Ford Motor Şirketi’nin kurucusu Henry Ford, 1922 yılında, “İnsanlar banka ve para sistemini anlasalardı, inanıyorum ki yarın sabahtan önce devrim olurdu” diyerek, devlet güvencesinde soyguna, yani Bankacılığa dair önemli bir itirafta bulunmuştu.
Ancak gel gör ki, Noam Chomsky’nin belirttiği gibi; “Toplumun genelinin neler döndüğünden haberi yoktur, hatta haberi olmadığından dahi habersizdir”.
Karl Marx neredeyse 170 yıl önce Kapital’de bakacılıktan bahsederken “sermayenin fiyatını belirleyen bir şey olarak faiz, tamamen irrasyonel bir ifadedir” diyordu. Geçtiğimiz bir buçuk yüzyılı aşkın süre içerisinde artı-değer sömürüsünün yanı sıra, faiz-para-sermaye dolaşımı ve buna bağlı sömürü de, akıl dışılık da devasa bir büyüme ve değişiklikler gösterdi.

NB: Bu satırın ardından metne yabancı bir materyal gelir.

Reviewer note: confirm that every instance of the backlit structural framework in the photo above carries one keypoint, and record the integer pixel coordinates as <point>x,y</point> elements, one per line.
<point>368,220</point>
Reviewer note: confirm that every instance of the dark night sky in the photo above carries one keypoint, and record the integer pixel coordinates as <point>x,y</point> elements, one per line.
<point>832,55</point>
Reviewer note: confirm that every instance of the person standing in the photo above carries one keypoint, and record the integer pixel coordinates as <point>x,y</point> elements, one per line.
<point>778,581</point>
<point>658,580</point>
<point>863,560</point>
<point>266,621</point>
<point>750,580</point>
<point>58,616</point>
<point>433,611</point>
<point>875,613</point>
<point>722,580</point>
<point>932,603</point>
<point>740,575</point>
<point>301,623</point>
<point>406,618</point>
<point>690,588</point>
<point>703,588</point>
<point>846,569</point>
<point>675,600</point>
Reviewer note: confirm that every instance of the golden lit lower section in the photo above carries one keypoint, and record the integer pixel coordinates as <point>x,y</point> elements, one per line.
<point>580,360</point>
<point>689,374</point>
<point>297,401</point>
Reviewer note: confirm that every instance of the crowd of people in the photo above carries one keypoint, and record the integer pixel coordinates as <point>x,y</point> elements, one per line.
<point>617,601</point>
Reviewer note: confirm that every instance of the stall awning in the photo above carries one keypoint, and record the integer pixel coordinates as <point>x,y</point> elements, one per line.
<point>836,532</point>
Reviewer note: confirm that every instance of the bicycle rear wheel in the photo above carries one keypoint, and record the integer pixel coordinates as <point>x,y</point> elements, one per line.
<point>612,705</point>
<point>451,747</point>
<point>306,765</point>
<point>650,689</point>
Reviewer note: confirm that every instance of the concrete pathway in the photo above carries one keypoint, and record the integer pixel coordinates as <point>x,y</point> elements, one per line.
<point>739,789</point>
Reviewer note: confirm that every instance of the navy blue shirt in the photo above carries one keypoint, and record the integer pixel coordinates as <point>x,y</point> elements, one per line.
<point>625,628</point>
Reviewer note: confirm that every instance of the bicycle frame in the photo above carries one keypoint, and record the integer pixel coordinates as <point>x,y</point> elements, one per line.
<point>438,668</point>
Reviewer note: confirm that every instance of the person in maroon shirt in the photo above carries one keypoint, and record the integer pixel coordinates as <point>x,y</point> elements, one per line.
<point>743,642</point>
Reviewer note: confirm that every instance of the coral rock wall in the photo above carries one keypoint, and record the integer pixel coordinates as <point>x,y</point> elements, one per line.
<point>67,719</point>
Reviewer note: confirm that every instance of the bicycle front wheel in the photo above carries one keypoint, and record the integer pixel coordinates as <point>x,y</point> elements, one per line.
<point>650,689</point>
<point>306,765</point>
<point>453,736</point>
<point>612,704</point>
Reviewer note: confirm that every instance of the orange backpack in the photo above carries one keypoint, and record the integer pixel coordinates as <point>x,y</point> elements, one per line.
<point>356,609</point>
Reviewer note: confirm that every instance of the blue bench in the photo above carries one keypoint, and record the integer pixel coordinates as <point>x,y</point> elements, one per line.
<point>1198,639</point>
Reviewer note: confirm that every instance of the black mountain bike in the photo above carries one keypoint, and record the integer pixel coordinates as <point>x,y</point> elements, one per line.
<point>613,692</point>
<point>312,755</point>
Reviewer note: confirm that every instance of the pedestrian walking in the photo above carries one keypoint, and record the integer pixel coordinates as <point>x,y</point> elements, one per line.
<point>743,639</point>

Feodal toplum ve öncesinde faiz-para-sermaye kavramı, tefecilik, borç verme-alma biçimiyle basit görünen bir süreçti. Kapitalizmin doğuşu ile bu biçimini aşarak mali sermayenin gelişmiş, daha karmaşık biçimlerine dönüştü ve sistem içerisinde belirleyici bir konum kazandı.
Sanayici ve ticaret kapitalistlerinin basit kasadarları, parasal işlemlerin gelişmesi ile kapitalist üretim ve tüketimin ayrılmaz parçası haline dönüştüler. Kapitalist artık kendi sermayesi dışında bir yerden aldığı borç ile yaptığı üretim süreci sonunda elde ettiği kârın bir bölümünü de faiz olarak geri veriyordu.
Sömürü yolu çeşitlenirken, elde edilen kârın oranı, dolaşımı ve bölüşümü de büyüyordu. 1900’lerde tek tek bankacıların basit işlemleri değil, küçük ellerde tekelleşmiş mali sermaye ve bu güçlerin oluşturduğu mali oligarşi söz konusuydu. Lenin, mali sermayenin özü konusunda şöyle yazıyordu; “Üretimin yoğunlaşması, bunun sonucu olarak, tekeller; sanayinin ve bankaların kaynaşması ya da iç içe geçmesi”.
Rekabetçi dönemin yerini büyük balıkların küçük balıkları yuttuğu tekelci döneme bırakması, sanayi dünyası ile finans güçlerinin iç içe geçmesi ile oluşan mali oligarşi, politik işleyiş dahil kapitalist sömürü sisteminin işleyişi ve dünya üzerinde tam söz sahibi olmuş oldu.
Dolayısı ile bankacılık sisteminin sıradan insanlara, ülke ekonomisine katkı için var olduğu, küçük tasarruflara sağlanan faizler ile sosyal yarar sağladığı çağımızın en büyük yalanlardan biridir.
Nitekim KKTC Merkez Bankası geçtiğimiz gümlerde gerçekleştirdiği basın toplantısında 2018 yılında bankacılık sektörünün %70 kâr elde ettiğini, bunun ülke ekonomisi için büyük bir kazanç olduğunu ilan etti. Bir çok “ekonomist” ve siyasetçi bunu coşku ile alkışladı.
Aksine bu en başta uluslararası mali oligarşi ve yerel ortakları için büyük bir kazanç, toplumumuzun, ülkemizin ise daha da borçlanması ve yoksullaşması demektir. Sermayenin %70 büyümesi, halkın %70 fakirleşmesi demektir. Üstelik ekonomik krizin yaşandığı ve “hükümetimizin” önlemler aldığını iddia ettiği koşullarda!
Şüphesiz daha gelişmiş ülkeler de faiz-para-sermaye sömürü çarkı yine kendi çıkarları gereği oluşturdukları bir takım kurallar temelin de ilerler. Kıbrıs’ın kuzeyindeki işgal ekonomisinde ise en ilkel kapitalist mali kurallar dahi rafa kaldırılmıştır.
Örneğin en temel fazi yasası dahi yoktur. Krizden dolayı oluşan mevduat açıkları, anlaşmalara aykırı bir şekilde keyfi fazi arttırımı ile halka ödetilir. Birleşik fazi uygulaması ile faizden faiz uygulaması altında acımasız bir sömürü engelsiz bir şekilde kendini dayatır.